Aufgrund der Tatsache, das nach Erfahrungen von Aussiedoodle Besitzern gefragt wurde, melde ich mich mal.

In unserem Haus wohnen insgesamt 7 Hunde, davon sind 3 von der besagten Art. Zwei aus den USA und einer aus D.

Ich habe jetzt Probleme mit der Formulierung. Denn eine Rasse ist es sicherlich nicht ganz, da es (vielleicht noch) nicht aus sich selbst gezüchtet werden kann, aber unter den landläufigen Begriff "Mischling" fällt es auch nicht, da ein visiertes Ergebnis erreicht werden kann, denn der Genpool ist endlich und die Merkmale sind bekannt.

Kreuzung hat ein bisschen einen negativen Beiklang, finde ich.

Warum dieser Hund?

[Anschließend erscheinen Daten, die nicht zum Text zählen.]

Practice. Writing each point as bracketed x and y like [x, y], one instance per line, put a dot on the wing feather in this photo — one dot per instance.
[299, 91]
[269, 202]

Ich habe ihn in den USA kennengelernt und erkannt, das er sich für meine Eltern eignet. Gesucht wurde ein nicht zu großer Hund, der eine bestimmte Kopfform hat, denn das Auge "kauft" immer mit, ob beim Hund, dem Lebensgefährten oder dem Schaukelstuhl.

Des Weiteren, sollte eine Hütehund-Eigenschaft in Form von Ortsgebundenheit vorhandensein, da wir aufgrund der vielen Parteien in einem offenem Haus leben. Zudem sollte der Hund freundlich und sportlich sein. Jedoch keine überhöhte Herausforderung für meine Eltern darstellen. Mit meinem Aussie kämen sie nicht zurecht. Achja und langhaarig sollte der Hund sein. Mein PON und der Briard meiner Schwester, sowie der Bearded Collie meines Bruders waren zu groß.

Der Kauf war für uns ein Erfolg. Nach sieben Jahren Suche der richtige Hund.

Alle (inzwischen) drei Hunde sind sich in den meisten Punkten ähnlich. Aufgrund der zielgezüchteten Merkmale der Eltern ist das auch verständlich. Man kennt ja die dominanten und rezitiven Mermale der Rassen. Zudem wirkt bei F1 der Heterosiseffekt noch. Ein Grund warum bestimmte Rassen jemals gezüchtet wurden. Der Zufall/Experimentierfreude verursachte ein Ergebnis und dieses wollte man dann durch Zucht dauerhaft erreichen.

Ich finde der Hund schließt eine (Rasse) Lücke.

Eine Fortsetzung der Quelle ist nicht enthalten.